Simeon had thought long, on his journey from Emmerich, about what he should say to Amos, or to any of them. The image of the wolf in his dream still haunted him. Its eyes had so resembled those of the monster that killed Abner. He wondered now if he shouldn’t have told someone about the dream. Then, it had seemed such a risk. But what if his dream had been sent as a warning? What if he’d been intended to
speak up, to warn Abner, to change the dark course of events that had unfolded in the wood?
He sank onto the bench by the familiar wooden table and waited, his eyes flickering from Phebe, who was carding wool in a corner, to Wynn, who worked her spindle silently by the fire, to Amos, who sat on his cot, stripping the bark from a pile of branches. Only Phebe looked back with a smile. It was pained, but kind.
“Ya must thank them fer us, Sim,” she said.

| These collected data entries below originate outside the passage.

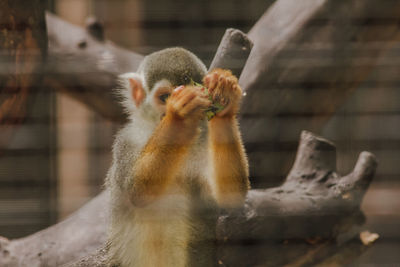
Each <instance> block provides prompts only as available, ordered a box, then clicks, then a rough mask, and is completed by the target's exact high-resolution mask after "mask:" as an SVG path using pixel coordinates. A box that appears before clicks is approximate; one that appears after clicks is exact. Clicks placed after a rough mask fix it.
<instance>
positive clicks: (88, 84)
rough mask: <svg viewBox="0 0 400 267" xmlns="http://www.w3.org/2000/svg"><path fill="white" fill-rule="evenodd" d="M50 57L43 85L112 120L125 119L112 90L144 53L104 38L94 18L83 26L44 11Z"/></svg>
mask: <svg viewBox="0 0 400 267" xmlns="http://www.w3.org/2000/svg"><path fill="white" fill-rule="evenodd" d="M46 22H47V25H48V26H47V28H48V36H49V58H48V62H47V68H46V79H45V82H46V84H47V85H48V86H49V87H51V88H55V89H57V90H59V91H61V92H63V93H66V94H68V95H70V96H72V97H73V98H75V99H77V100H78V101H80V102H82V103H83V104H85V105H87V106H89V107H90V108H91V109H92V110H94V111H95V112H97V113H99V114H101V115H102V116H104V117H105V118H108V119H110V120H112V121H116V122H123V121H125V119H126V116H125V114H123V109H122V107H121V106H120V105H119V101H118V100H117V97H116V94H115V92H113V89H114V88H116V87H117V79H116V78H117V76H118V75H119V74H122V73H125V72H134V71H136V69H137V67H138V66H139V64H140V62H141V61H142V59H143V56H141V55H139V54H137V53H134V52H132V51H129V50H126V49H123V48H121V47H118V46H116V45H115V44H113V43H112V42H110V41H107V40H104V33H103V28H102V25H101V24H100V23H99V22H98V21H96V20H94V19H93V18H91V19H89V20H88V21H87V25H86V28H85V29H83V28H81V27H78V26H75V25H72V24H70V23H68V22H66V21H64V20H62V19H60V18H58V17H57V16H55V15H53V14H51V13H46Z"/></svg>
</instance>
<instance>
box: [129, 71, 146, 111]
mask: <svg viewBox="0 0 400 267" xmlns="http://www.w3.org/2000/svg"><path fill="white" fill-rule="evenodd" d="M128 81H129V87H130V93H131V97H132V99H133V101H134V102H135V104H136V107H139V106H140V105H141V104H142V102H143V100H144V98H145V96H146V92H145V91H144V89H143V84H142V81H141V79H140V78H138V77H130V78H129V79H128Z"/></svg>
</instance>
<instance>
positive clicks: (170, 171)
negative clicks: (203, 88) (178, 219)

“’Twas kind o’ yer ma, Sim, but Orin needn’t have bothered.” Wynn lifted her eyes from the fire and paused in her spinning to nod in her son’s direction. “Amos is as fine a hunter as ’is father.”
Amos froze. His dagger waited halfway down the side of what would soon become the shaft of a new arrow. Simeon could see the tremble in his hand, the hesitation. He saw the blank, unfocused eyes, the lips slightly parted. He saw the pulse race in his friend’s neck. It stopped him cold. Not in five years of danger and adventure and conflict and darkness had he seen Amos like this. Amos was afraid.
And then, as quickly as it had appeared, the look of fear passed. Simeon watched as Amos’s expression changed. His eyes narrowed. His mouth closed, the muscles in his jaw contracting fiercely.
“You’d have me go back inta the Whisperin’ Wood, Ma?” he said.
“You could go south,” she replied.
“There’s not enough large game ta the south, not enough ta feed us through the winter,” Amos countered.
“East then.” Her words kept time with the creak of the rocking chair.
“Toward the Black Mountains?” The dagger dropped from his hand. “Why not send me ta fetch dragons from the Pallid Peaks? Perhaps I could storm the gates o’ Shadow Castle on the journey home? Would that please ya, Ma?!”